Anga Art Collective positions itself within this "friction" to facilitate a transformation of local knowledge. Through workshops, they empower youth and children to become subjects of knowledge production. Their Granary Project (est. 2022), supported by the Sher-Gil Sundaram Arts Foundation [4], involved building a symbolic granary using local natural materials and indigenous craftsmanship. This space serves as a functional archive and a site for storytelling, screenings, and visual installations—a place where villagers also manage their own cultural production.

 

Disenchantment to Modernity and the Epistemology Shift

How do we define the role of art in this long-term practice? Anga Art Collective has essentially built their own cultural infrastructure from scratch—renting houses, initiating projects, and applying for funding without official mediation. Their sketchbooks are both diaries and a low-tech media shared with villagers to demystify their work.

 

Projects like kNOw School or Granary carry a dual responsibility: local intervention and the translation of that practice for the world outside. How does one translate these contents for the international art scene without falling into a subject of institutional instrumentalization? If certain elements are "untranslatable," what new language must be created? Furthermore, how can such a model find a sustainable economic base? Can a village sustain such artists, or must new collaborative economic models be forged?

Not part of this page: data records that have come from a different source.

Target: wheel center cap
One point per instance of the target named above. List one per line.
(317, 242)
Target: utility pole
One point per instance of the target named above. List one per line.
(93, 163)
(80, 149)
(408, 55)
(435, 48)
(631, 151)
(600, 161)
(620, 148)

Furthermore, when they introduce external resources and new economic dynamics into a village, how do they re-situate themselves amidst local power structures? How do such art projects different from other community building or social revitalization project?

 

These dilemmas are inevitable in process-based art. Yet, a distinct quality emerged during my stay: the “temporality" practiced by Anga Art Collective is non-linear and porous; it is attached to the seasonal metabolism of multiple species. They create organic relationships between living entities. Their work is a reproduction and fermentation of local knowledge that serves as a disenchantment to modernity.

 

The Western art history paradigm is wholly inadequate here. The art nourished in Bhalla is about a profound "being together"—no clocking out, no separation of body from land. It is a deep insight into the pressures of global capital and climate on the local farmer. Art here is not an "object" inspired by the land; it is the woven network of life relations. How can we have words to describe them? It is a pastoral of dignity and equality—about how elephants return to the forest and fish swim in clean waters. These are the true urgent questions. I realized that in this small village, the collective has established a unique epistemology of ecology and art, hanging a crescent moon on the borders of my own unknown. Bhalla Village has functioned as a site for the selfless recalibration of my sensory apparatus; the sonorous voices of the members and Shri Biswajit Das remain a persistent acoustic memory. At night, I am still lost to meditate on the elephant’s unique cartography of scarcity and plenty.

 

I thought I had left Bhalla Village, but the questions I felt and gathered during those days have only just begun to grow into a living forest.

 

 

 

  1. Esther Lu made a studio visit to Anga Art Collective from 22 to 25 November, 2025. The quotes from the members in this article were all generated in this long flow of conversation. This text is kindly reviewed by the member Bidyut Sagar Baruah and their friend and alliance Pujita Guha.